Текст книги "В Батум, к отцу"
Автор книги: Анатолий Санжаровский
Жанр: Классическая проза, Классика
Возрастные ограничения: +12
сообщить о неприемлемом содержимом
Текущая страница: 4 (всего у книги 4 страниц)
18
Чужая душа не гумно: не заглянешь.
К чему охота, к тому и смысл.
Остановившимися глазами Таня тяжело смотрела перед собой на воду.
Смотрел на воду и я, но уже не видел того золота, что в первую встречу.
Грозная тёмно-синяя бездна чуть колыхалась у ног, лизала подошвы низко подбрасываемыми гребешками слабых волн, которые, кажется, всё крепчали, матерели единственно затем, чтоб сбросить нас в пучину.
С берега – до него не дальше двух ружейных выстрелов – донеслось тонкое взлаивание собаки. Лаяла во сне: сон видела. Оттуда же, с берега, певкие петухи величали уже пробуждающийся молодой день, тихий, душный.
Мимо шла моторка в сторону города.
С моторки спросили:
– Эй, робинзоны! К цивилизации не пора?
Мы согласно закивали головами. Нас подвезли.
Сегодня у Тани день рождения. Событие какое!
Хочешь не хочешь, а придётся поднять на должную высоту лампадку кавээнчика и выкушать.
Будут мама, Таня и только единственный гость, ваш покорный слуга.
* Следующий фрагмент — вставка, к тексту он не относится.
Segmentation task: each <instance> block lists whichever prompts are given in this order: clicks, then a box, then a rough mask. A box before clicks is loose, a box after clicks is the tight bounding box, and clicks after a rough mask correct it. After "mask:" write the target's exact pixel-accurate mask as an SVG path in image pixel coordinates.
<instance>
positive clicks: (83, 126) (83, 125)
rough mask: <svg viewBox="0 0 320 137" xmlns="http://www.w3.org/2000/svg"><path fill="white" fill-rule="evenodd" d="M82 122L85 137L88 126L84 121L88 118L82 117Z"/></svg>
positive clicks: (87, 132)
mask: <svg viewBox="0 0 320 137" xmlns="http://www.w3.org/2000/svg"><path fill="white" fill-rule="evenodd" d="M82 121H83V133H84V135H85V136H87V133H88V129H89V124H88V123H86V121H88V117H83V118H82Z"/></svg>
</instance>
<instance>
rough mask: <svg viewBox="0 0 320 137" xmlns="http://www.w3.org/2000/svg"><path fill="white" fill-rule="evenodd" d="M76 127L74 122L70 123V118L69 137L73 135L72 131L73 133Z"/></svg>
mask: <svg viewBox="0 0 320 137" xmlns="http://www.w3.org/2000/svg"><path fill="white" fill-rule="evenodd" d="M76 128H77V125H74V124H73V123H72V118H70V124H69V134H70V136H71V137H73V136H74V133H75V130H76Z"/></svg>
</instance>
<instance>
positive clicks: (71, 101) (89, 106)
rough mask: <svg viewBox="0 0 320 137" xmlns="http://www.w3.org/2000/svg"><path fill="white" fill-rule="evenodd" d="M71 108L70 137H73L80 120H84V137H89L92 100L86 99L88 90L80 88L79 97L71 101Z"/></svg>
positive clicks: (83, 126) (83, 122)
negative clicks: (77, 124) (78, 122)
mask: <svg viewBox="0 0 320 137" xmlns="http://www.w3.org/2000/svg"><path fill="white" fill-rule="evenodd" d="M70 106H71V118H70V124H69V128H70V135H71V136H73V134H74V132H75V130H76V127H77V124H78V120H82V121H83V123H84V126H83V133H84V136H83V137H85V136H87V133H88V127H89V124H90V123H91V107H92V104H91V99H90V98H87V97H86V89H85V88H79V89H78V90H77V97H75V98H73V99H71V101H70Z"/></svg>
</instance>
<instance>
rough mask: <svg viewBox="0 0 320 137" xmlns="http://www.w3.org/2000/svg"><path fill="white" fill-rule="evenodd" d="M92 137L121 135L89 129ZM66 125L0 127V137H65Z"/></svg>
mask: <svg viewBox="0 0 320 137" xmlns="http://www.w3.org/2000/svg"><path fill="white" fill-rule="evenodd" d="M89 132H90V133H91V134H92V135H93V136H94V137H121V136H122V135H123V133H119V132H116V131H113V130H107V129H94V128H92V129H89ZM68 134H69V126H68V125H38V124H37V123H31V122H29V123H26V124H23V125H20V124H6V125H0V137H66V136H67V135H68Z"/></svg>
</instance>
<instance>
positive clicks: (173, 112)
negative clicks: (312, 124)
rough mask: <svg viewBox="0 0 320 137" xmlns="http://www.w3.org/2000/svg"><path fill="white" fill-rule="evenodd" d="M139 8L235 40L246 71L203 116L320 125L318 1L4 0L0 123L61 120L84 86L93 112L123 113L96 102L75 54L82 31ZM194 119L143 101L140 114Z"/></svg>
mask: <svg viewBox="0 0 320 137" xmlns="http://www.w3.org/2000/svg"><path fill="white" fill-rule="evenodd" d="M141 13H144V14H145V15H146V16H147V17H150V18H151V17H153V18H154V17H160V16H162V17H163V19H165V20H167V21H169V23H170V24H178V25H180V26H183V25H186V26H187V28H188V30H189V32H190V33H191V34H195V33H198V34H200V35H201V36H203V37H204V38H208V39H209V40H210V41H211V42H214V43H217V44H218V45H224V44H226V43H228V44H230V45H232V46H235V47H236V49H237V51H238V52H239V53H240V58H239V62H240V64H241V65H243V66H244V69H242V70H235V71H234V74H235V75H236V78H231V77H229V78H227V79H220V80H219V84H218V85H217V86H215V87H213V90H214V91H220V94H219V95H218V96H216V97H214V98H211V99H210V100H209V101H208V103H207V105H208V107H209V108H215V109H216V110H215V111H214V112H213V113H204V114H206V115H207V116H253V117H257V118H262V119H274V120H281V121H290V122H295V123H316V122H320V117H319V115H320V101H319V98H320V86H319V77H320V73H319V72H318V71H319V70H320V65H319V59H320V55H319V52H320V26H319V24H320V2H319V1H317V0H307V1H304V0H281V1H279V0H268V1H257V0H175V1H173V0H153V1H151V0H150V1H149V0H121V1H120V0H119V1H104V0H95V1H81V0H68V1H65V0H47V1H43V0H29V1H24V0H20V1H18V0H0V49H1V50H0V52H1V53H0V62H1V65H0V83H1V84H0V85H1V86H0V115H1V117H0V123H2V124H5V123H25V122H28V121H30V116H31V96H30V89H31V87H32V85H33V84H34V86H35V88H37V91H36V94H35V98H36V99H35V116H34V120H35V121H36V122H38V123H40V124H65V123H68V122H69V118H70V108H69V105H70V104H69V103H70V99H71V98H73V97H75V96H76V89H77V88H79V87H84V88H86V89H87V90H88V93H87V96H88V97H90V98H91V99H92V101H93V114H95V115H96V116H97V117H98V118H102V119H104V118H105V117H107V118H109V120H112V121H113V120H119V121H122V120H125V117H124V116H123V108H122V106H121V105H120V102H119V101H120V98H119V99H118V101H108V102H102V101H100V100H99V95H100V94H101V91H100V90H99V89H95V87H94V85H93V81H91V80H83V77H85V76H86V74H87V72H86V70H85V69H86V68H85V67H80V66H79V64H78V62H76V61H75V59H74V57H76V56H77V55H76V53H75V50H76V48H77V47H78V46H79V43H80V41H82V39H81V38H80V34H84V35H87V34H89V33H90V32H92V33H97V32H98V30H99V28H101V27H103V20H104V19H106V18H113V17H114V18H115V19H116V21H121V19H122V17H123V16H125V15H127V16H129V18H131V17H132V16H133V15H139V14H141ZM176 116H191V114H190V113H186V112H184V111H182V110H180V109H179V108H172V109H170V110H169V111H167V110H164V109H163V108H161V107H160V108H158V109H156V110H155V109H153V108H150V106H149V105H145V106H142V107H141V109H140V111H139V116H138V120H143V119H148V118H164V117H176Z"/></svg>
Танёчик представит меня матери. А знаешь, что это значит? Настраивайтесь, музыканты, на марш Мендельсона! Вон какие, Грицько, получаются пирожки с таком…
Я вздохнул:
– Кто-то сказал, любовь делает людей сначала слепыми, а потом нищими. Ты в какой сейчас стадии?
– Стадия одна. Да здравствует любовь с первого взгляда!
– А ну что ты запоёшь, как посмотришь во второй раз?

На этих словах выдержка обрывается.